I finally got a chuckle for that.
“There's just one thing that keeps bugging me,” Slate said. “I remember you telling me about the time when you were Faenestra.”
“Which one? When I was originally the Goddess or when I was reunited with the other half of my soul and it tried to take control of me?” I teased.
“The latter. Faenestra made your body immortal—truly immortal as no other Beneather is—by simply inhabiting you.”
I nodded as my grin faded. A small knot of fear was inexplicably forming in my gut.
“It was her soul that gave you immortality,” Slate went on. “But you cut her away and put her in a prison of Darc's magic.”
“Yes, we did. She'll never come back.”
“Are you certain?”
I hesitated. There had been a moment recently when rage had threatened me, and I thought that Faenestra might rise inside me, reborn through the memory of her in my soul. The memory of myself.
“Honestly, I can never truly be free of Faenestra because I am Faenestra,” I admitted. “I'm different from her only because of my experiences. When I cut her away, I was removing the part of my soul that had been left stagnant in a prison. Maybe I might have been able to sway Faenestra into becoming as I am but that would have taken centuries and I didn't have that kind of time.”

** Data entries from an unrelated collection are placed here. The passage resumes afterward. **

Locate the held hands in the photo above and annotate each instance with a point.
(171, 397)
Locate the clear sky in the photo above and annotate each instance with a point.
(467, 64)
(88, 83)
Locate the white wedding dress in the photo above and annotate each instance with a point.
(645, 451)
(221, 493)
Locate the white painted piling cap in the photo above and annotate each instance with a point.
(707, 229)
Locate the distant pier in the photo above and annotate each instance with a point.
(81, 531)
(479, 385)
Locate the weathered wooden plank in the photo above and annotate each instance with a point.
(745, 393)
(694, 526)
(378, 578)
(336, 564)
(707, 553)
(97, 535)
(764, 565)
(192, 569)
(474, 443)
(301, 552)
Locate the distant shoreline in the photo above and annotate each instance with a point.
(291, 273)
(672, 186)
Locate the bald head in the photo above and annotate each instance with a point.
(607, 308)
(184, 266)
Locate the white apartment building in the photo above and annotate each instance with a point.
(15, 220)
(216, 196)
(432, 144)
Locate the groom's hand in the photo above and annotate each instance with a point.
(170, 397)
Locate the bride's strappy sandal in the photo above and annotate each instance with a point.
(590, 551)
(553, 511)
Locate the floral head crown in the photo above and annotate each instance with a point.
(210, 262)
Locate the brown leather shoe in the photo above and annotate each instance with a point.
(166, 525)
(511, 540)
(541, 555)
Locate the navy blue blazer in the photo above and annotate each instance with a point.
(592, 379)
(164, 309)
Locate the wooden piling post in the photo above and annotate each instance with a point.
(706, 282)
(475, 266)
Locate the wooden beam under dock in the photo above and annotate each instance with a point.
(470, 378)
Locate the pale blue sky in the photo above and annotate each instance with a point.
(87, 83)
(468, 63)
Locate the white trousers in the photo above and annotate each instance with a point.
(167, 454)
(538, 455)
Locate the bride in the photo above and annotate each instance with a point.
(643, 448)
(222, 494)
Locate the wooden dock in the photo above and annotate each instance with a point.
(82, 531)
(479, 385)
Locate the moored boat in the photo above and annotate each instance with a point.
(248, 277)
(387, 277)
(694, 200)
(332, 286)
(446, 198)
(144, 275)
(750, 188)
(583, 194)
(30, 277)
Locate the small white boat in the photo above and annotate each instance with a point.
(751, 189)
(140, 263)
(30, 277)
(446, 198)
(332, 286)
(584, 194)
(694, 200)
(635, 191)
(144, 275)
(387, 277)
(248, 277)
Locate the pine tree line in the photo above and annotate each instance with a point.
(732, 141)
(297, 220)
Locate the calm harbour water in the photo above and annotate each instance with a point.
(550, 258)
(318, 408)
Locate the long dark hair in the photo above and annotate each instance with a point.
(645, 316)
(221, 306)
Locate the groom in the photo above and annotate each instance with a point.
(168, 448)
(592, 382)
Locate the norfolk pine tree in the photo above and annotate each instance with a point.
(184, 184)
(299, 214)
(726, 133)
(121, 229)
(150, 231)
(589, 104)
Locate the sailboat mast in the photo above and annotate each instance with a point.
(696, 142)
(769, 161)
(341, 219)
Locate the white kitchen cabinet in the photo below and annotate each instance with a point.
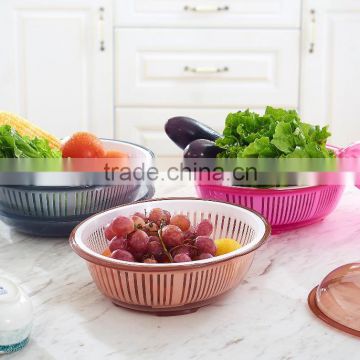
(182, 68)
(208, 13)
(330, 67)
(56, 63)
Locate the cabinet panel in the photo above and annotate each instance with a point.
(331, 73)
(240, 68)
(55, 71)
(205, 13)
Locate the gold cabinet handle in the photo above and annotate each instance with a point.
(204, 8)
(312, 31)
(102, 28)
(206, 69)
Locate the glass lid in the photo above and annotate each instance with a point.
(337, 299)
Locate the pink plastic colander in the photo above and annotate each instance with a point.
(284, 209)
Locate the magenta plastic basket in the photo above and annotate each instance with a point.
(284, 209)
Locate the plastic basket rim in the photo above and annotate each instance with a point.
(101, 260)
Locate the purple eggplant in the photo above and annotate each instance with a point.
(201, 148)
(183, 130)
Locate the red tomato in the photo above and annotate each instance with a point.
(83, 145)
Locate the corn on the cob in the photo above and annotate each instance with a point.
(26, 128)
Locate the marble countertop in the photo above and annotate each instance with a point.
(266, 317)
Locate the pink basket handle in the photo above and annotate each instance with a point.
(351, 151)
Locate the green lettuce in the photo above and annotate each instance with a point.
(13, 145)
(278, 133)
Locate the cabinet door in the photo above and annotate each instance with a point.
(208, 13)
(56, 63)
(181, 67)
(330, 67)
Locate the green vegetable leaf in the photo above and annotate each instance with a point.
(12, 145)
(277, 133)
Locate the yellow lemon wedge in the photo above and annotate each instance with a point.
(225, 246)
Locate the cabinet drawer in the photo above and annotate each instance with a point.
(146, 126)
(205, 13)
(237, 68)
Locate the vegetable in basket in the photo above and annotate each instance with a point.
(278, 133)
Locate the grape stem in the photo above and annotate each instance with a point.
(167, 253)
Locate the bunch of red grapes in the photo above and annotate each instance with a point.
(159, 238)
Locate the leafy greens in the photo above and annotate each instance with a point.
(278, 133)
(13, 145)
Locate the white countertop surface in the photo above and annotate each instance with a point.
(266, 317)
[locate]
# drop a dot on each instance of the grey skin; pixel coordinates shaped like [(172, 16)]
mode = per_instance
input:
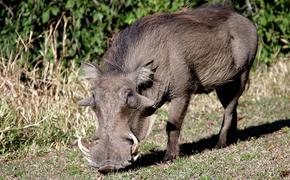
[(166, 58)]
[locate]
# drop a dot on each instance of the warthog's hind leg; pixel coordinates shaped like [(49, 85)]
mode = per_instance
[(177, 112), (228, 95)]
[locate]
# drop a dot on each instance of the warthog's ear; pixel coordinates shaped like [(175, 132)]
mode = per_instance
[(91, 72), (87, 102), (143, 76)]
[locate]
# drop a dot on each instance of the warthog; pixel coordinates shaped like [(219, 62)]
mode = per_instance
[(166, 58)]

“But if she could be swayed, you could be too. What if something happened to change your heart or your perspective? Would you become Faenestra again?”
“If I'm not vigilant, it's possible.”
“And what about Lucifer? You said that you had to stop him from letting the Devil back in when he rescued you from Petra. Will Lucifer always have the potential to become the Devil again?”

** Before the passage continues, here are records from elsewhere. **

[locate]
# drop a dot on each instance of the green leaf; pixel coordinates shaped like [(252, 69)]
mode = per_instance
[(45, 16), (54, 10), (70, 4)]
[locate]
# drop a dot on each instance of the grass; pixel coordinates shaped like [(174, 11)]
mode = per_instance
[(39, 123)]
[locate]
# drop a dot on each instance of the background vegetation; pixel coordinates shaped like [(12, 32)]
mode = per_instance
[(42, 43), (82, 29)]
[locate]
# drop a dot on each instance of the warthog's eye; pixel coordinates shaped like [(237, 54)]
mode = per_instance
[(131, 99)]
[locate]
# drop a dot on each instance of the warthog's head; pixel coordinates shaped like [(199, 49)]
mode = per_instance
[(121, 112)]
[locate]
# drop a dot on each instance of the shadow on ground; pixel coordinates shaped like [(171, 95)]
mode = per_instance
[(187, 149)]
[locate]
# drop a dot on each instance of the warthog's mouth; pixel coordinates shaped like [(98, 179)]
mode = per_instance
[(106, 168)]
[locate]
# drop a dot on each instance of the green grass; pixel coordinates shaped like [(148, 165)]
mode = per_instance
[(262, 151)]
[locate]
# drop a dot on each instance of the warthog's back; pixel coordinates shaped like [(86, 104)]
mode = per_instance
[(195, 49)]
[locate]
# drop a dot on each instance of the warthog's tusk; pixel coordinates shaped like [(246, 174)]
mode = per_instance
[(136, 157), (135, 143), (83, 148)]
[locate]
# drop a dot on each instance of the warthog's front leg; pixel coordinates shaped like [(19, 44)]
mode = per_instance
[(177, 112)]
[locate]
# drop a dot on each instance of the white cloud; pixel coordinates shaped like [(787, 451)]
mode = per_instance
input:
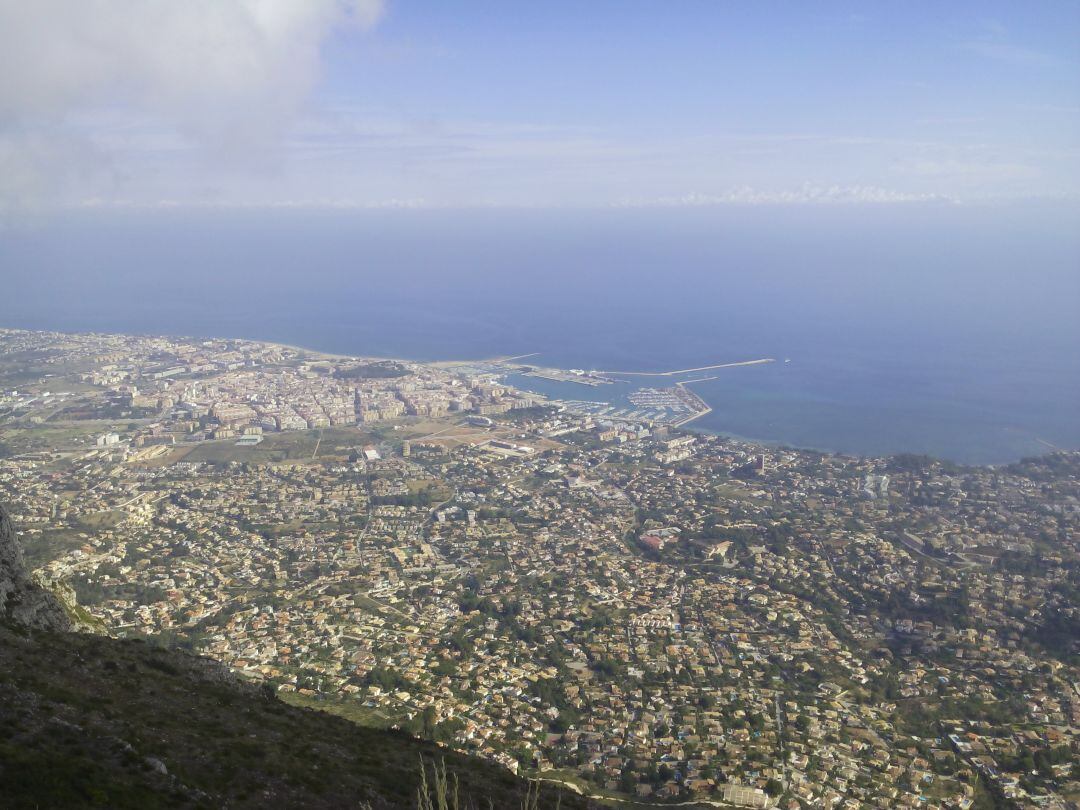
[(227, 73)]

I paused. I had trapped Faenestra in a prison but I'd merely released Lucifer's Devil after I removed it from him. What happens to a God soul after it's severed and set free? A God soul is pure energy and energy doesn't die, it merely transforms. So, where did it go and what did it transform into? At full power, a God can become spiritual and move about at will then create a physical body when necessary. But what about a piece of a God?
I knew that I was diminished when I was separated from Faenestra and that had led me to believe it would be similar for Lucifer. I had experienced a sort of split-personality effect when she was inside me, and my personalities could interact with each other. It had been much the same for Luke and his Devil, but I'd never considered that Lucifer had split himself, whereas I had been cut apart by others and evolved into someone new through my experiences. Did that make a difference? I assumed that the Devil had simply dispersed—sort of a spiritual death—without the rest of its soul to anchor it but now, I wasn't so sure. We saw evidence that Lucifer could become the Devil again, just as I had the potential to become Faenestra, but I wasn't sure why or how. Was Lucifer struggling because he had it in him to be the Devil or had the Devil never left?

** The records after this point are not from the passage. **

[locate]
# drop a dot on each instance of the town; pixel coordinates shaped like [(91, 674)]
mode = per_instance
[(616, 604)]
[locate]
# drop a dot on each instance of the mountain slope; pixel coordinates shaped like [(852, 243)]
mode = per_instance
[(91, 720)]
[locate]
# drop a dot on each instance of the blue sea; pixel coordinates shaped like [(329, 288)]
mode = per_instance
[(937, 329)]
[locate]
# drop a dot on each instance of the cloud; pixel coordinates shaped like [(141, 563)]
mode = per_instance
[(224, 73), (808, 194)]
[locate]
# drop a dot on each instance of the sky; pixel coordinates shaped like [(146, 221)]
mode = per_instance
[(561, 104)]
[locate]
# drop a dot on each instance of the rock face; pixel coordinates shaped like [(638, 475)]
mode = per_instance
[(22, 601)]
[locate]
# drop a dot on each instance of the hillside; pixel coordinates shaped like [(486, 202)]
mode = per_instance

“Luke may have the taint of the Devil inside him,” I whispered. “Or the Devil could be haunting him.”
“What does that mean, Elaria?” Slate growled as he turned to fully face me.
“It means that I didn't catch the Devil when I removed him from Lucifer,” I confessed. “I drew him out and released the magic. I never considered that it could survive outside of his body, cut off from the rest of his soul. Magic needs a host.”
“But a God soul is more than mere magic,” Slate said grimly.
“Yes.”
“Now you see what's been eating at me.” He took my hand as if for comfort. “We didn't imprison Gargo's soul either.”
“Lucifer just forced it out of Poseidon.”
“Yes.”
“And he wasn't even severed. We killed his body but released his soul intact.”
“Yes.”
“Fuck me,” I whispered.
“If Gargo's soul is still floating around the Zone, we're all fucked, sweetheart.”
Chapter Two
“Slate!” Binx, Slate's brutish younger brother, came stomping into our bedroom like a bull looking for a matador.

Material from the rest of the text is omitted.